Fixing old bugs, without the source

John Tsiombikas nuclear@mutantstargoat.com

22 April 2014

Once upon a time, I made a special kind of demoscene production: a wedtro. Which is a kind of small demo, made as a present to some other member of the demoscene, who is getting married. This wedtro, turned out to be the buggiest piece of shit I've ever released, and it’s been bugging me for the past decade. Until today I decided to fix it.

Retrospective

The original release of this wedtro was during the summer of 2003, in the hayday of the "second coming of the Greek demoscene". Our friend Cybernoid was getting married, and we (Nuclear / The Lab and Imak / Quadra) decided to make him a wedtro as a wedding present.

Imak came to my place, with his perlin noise procedural texture generation code, while pulled in my Direct3D 8.0 3D engine, that I had used for Absence a few months earlier. I also made a couple of crappy objects in 3d studio max, and we dug up an old fasttracker module by Thor/Quadra, which seemed cute and cuddly enough for the occasion.

My 3D engine code had rotted away apparently. Probably I was making half-assed changes and attempts to add new features after the release of Absence, and the wedtro effort was plagued with bugs from the start. I seem to remember that even trying to do a fade-out at some point with a blended fullscreen quad took us a long time to make it work. On top of everything else, Raoul/nlogn also dropped by, insisting to show us games on his dreamcast for some reason (Ikaruga and Rez if I remember correctly).

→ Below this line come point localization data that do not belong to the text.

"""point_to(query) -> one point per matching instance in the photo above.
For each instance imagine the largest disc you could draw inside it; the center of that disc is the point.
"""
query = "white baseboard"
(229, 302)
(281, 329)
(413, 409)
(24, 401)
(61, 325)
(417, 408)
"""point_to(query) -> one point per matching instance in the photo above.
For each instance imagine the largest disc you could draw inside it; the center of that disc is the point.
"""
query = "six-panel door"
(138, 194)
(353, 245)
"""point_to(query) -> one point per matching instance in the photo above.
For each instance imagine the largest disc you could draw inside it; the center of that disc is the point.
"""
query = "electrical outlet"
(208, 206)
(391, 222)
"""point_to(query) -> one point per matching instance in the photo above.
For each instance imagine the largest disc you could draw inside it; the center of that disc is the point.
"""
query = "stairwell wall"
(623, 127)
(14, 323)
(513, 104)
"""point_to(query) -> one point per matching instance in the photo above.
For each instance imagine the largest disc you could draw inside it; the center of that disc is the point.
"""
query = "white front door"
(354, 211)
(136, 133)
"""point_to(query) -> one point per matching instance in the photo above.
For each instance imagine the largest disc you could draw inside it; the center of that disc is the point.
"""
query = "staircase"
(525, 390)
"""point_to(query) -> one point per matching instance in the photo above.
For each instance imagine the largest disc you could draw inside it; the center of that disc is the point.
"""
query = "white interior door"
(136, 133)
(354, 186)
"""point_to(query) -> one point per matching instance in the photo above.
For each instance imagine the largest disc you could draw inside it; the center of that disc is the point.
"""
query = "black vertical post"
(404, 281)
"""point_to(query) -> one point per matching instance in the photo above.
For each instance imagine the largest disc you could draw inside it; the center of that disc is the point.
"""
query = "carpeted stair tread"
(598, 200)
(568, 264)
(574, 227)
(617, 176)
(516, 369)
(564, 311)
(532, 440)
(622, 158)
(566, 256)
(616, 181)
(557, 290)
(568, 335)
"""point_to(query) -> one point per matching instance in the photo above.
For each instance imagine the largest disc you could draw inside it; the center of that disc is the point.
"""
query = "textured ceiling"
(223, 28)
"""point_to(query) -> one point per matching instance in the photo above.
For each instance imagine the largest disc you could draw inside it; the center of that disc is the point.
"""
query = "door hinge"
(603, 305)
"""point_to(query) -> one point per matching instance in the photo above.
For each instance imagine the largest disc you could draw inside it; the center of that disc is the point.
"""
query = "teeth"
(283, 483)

We didn't manage to finish the prod before the "deadline" (wedding day), but we managed to send it to them, the day after: http://www.pouet.net/prod.php?which=10431.

Z-buffering bug

A few years later, no computer in the known universe managed to run this wedtro correctly. I first noticed the bug on an ATI card, and my first reflex was to blame their crappy drivers as usual, but it turned out that no modern graphics card was able to render it correctly.

wedtroid-before

I finally decided to look into it around 2011, and see if I can find out why it broke over the years. I had since lost the source code of the demo itself, in the NFS-symlink rm -rf fiasco of 2008, so a fix was out of the question. But I had the code of the 3D engine (or at least a version of it) still, so I could at least satisfy my curiosity.

It turns out, I had two code-paths in the high-level Object::Render code:

if(TexUnits < 4) {
    Render2TexUnits();
} else {
    Render4TexUnits();
}

These calls managed the hellish fixed-function multitexturing API, to render the Objects with all their materials and textures. Render2TexUnits would be called on graphics cards with less than 4 texture units, and would use more render passes to blend all the textures correctly, while Render4TexUnits was able to render everything in just one or two passes, on capable hardware.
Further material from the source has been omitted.